Se ha dicho que el sentimiento del honor implica en el hombre la intuición de una idea por encima de su caudal de ideas, de un objeto superior a él mismo del que carecen los miembros del ejecutivo, de donde derivaría un sistema de virtudes y un repertorio de vetos como el de la imposibilidad de hacer caja con la salud del pueblo español.
Pienso que no ha habido tal intuición; el concepto del honor es una sólida plataforma para la vida en común y un instrumento individual en cuanto implica el acatamiento a un código de costumbres y una actitud vital que conserva como normas permanentes cierto número de preceptos tomados de un Decálogo, imperecedero en el tiempo, que en la política de estos impresentables, si existe en España, no se respeta; y es, en cambio, dañoso en la misma medida en que, puesto al servicio de costumbres o de vicios de uno y otro grupo político-social, deja lugar a la tolerancia por otros del incumplimiento que ellos también hicieron, cuando no a la preceptiva infracción de mandatos del mismo origen deontológico. Ideas de las que, sin duda no están lejos cuando se afirma en una nota de Vigny que “le gustaba considerar de la religión la utilidad que podía tener como punto de apoyo de la moral”.
Pero, en todo caso, con menoscabo de mucha monta, que ya reconoció Balmes en aquella especie de honor laico y un poco convencional; porque al paso de las exigencias de la religión son permanentes, aquella suerte de honor sería un estímulo más o menos vivo y un freno más o menos poderoso según la mayor o menor severidad de juicio que atribuyéramos a los demás.
Una anotación del Diario de Vigny sirve para rodrigar la idea. Corresponde al 28 de septiembre de 1823 y dice textualmente: “Recuerdo mientras trabajo una anécdota bellísima que me contó una tarde la princesa de Béthume.
El señor X sabía perfectamente que su mujer tenía un amante, pero como todo se deslizaba con decencia, guardaba silencio. Una noche, tras cinco años de una discreta frialdad, entró en su habitación. Al asombro de ella corresponde la réplica del marido: Sigue acostada; yo pasaré la noche leyendo en esta butaca; sé que estás embarazada, y vengo aquí pensando en tu familia. Ella lloró silenciosamente: era verdad.”

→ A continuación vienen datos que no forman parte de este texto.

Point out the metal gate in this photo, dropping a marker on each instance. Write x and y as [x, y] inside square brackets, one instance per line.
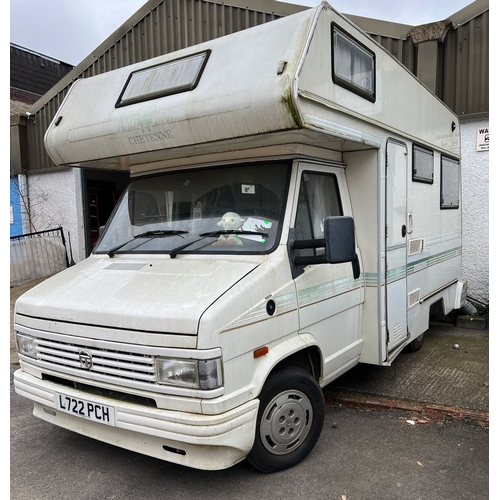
[36, 255]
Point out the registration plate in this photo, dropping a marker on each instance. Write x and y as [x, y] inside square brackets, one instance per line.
[85, 409]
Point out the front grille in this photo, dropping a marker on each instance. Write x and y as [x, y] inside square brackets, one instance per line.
[109, 363]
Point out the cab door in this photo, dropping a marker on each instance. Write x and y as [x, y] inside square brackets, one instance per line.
[329, 297]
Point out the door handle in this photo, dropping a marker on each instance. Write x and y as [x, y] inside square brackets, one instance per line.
[410, 222]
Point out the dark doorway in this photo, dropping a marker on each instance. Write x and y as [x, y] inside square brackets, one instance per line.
[102, 190]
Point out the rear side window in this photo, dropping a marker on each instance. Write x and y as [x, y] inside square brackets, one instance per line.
[450, 183]
[423, 165]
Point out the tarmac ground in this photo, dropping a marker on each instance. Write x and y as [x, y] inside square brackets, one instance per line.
[448, 377]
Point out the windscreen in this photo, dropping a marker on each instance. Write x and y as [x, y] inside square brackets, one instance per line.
[230, 209]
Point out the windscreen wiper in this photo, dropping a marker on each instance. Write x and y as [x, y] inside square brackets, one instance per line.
[173, 253]
[156, 233]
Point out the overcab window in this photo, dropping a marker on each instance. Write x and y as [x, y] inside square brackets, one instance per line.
[169, 78]
[353, 65]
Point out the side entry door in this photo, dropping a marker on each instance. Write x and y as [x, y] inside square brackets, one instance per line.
[396, 242]
[329, 297]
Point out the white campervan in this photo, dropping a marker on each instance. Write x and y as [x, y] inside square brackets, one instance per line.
[294, 209]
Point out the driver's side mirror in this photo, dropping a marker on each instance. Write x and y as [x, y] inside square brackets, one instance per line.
[339, 244]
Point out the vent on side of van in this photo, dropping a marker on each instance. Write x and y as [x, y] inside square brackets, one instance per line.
[415, 246]
[414, 297]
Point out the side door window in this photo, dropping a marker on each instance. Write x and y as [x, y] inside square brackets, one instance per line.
[319, 198]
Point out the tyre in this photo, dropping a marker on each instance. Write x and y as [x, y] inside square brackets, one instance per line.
[416, 344]
[289, 420]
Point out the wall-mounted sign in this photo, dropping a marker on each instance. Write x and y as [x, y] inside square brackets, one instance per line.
[483, 139]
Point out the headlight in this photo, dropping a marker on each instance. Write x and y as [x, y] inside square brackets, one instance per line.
[26, 345]
[195, 374]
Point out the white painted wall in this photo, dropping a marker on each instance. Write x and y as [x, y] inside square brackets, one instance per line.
[55, 200]
[475, 210]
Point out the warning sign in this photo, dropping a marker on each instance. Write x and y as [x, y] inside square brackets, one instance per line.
[483, 139]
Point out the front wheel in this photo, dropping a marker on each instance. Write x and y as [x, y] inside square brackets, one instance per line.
[289, 420]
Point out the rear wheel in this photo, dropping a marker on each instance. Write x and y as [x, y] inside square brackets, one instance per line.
[289, 420]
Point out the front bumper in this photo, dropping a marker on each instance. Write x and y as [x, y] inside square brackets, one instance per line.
[209, 442]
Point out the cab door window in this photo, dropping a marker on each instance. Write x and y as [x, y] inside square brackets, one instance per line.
[318, 198]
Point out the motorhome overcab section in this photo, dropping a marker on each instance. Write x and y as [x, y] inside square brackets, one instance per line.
[294, 221]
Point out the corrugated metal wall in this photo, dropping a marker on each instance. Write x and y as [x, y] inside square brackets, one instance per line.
[466, 67]
[405, 51]
[175, 24]
[172, 25]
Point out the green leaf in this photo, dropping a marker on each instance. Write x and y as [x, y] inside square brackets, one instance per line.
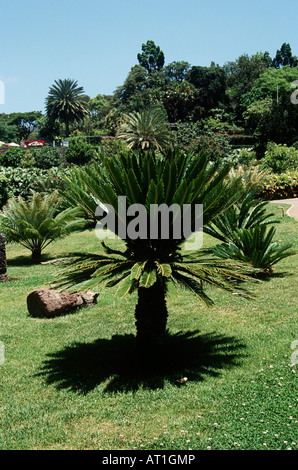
[164, 269]
[137, 270]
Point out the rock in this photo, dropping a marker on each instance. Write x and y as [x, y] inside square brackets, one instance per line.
[48, 303]
[89, 297]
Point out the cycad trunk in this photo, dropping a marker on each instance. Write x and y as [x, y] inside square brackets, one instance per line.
[3, 262]
[151, 320]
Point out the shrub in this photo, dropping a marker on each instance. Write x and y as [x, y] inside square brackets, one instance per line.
[280, 158]
[36, 222]
[245, 157]
[46, 157]
[79, 152]
[282, 186]
[254, 246]
[12, 157]
[23, 181]
[215, 146]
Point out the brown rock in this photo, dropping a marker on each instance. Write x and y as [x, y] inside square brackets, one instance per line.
[48, 303]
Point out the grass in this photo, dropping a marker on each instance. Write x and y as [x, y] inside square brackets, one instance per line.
[72, 382]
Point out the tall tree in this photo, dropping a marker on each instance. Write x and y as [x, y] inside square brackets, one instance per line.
[284, 57]
[66, 102]
[145, 130]
[210, 83]
[152, 57]
[177, 71]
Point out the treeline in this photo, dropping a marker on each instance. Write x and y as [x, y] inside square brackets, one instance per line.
[253, 95]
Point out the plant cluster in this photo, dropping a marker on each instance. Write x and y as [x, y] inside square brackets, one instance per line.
[279, 186]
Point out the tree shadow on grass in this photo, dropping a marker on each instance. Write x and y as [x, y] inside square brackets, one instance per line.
[115, 363]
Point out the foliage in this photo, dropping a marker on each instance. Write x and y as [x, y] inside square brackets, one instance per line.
[8, 132]
[280, 186]
[256, 247]
[23, 181]
[210, 83]
[79, 152]
[284, 57]
[12, 157]
[3, 190]
[145, 130]
[152, 57]
[66, 102]
[216, 146]
[280, 158]
[35, 223]
[245, 157]
[247, 214]
[177, 71]
[150, 264]
[24, 122]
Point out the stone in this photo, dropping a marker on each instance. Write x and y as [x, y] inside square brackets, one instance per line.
[89, 297]
[49, 303]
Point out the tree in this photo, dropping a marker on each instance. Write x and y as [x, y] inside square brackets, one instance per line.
[145, 130]
[241, 76]
[176, 71]
[66, 102]
[35, 223]
[25, 122]
[179, 100]
[210, 83]
[3, 262]
[284, 57]
[132, 88]
[150, 264]
[151, 57]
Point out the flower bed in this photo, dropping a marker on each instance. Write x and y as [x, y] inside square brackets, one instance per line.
[283, 186]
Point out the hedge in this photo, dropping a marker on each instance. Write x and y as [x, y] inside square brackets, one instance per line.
[283, 186]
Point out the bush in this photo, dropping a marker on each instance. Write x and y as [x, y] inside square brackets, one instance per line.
[279, 158]
[12, 157]
[46, 157]
[245, 157]
[216, 146]
[23, 181]
[281, 186]
[256, 247]
[79, 153]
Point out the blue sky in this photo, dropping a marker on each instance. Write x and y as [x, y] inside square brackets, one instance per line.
[97, 42]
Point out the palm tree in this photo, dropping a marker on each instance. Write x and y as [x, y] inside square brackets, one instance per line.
[35, 223]
[3, 262]
[66, 102]
[150, 266]
[145, 130]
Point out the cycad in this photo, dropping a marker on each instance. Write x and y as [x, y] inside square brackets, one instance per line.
[151, 265]
[247, 236]
[245, 214]
[256, 247]
[36, 222]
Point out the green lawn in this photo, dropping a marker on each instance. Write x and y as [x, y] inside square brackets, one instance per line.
[72, 382]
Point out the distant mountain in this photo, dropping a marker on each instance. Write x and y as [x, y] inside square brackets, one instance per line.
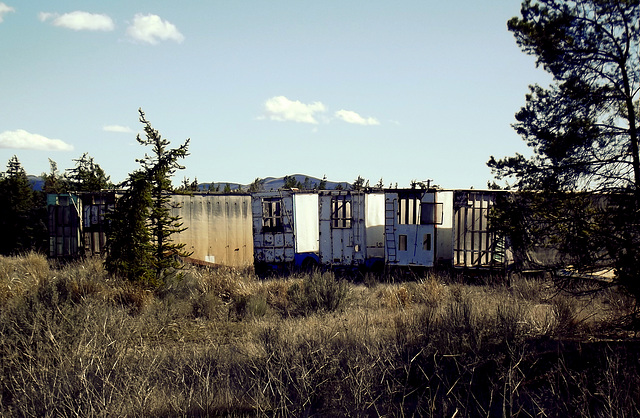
[274, 183]
[269, 183]
[36, 182]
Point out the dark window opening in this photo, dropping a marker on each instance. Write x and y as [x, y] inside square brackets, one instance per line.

Esta anécdota, bellísima para un francés que oficiaba como sacerdote de la religión del honor, se acomoda mal con el concepto del honor que tendría cualquier español; lo que explica que esta especie de honor intraducible, al parecer, resulte un concepto inválido desde el punto de vista, no ya de la humanidad, sino de lo que se conviene en llamar una civilización. Para el caso, se hubiera necesitado una norma, con vigencia bastante amplia espacial y temporalmente, y no más exigente que lo preciso para que todos los politiquillos pudieran comprender que hay algunas actividades que por muy discretamente se practiquen como las negociaciones con los independentistas no se puede decir de ellas que se perpetren con decencia.
Enrique Area Sacristán.
Teniente Coronel de Infantería.
Doctor por la Universidad de Salamanca.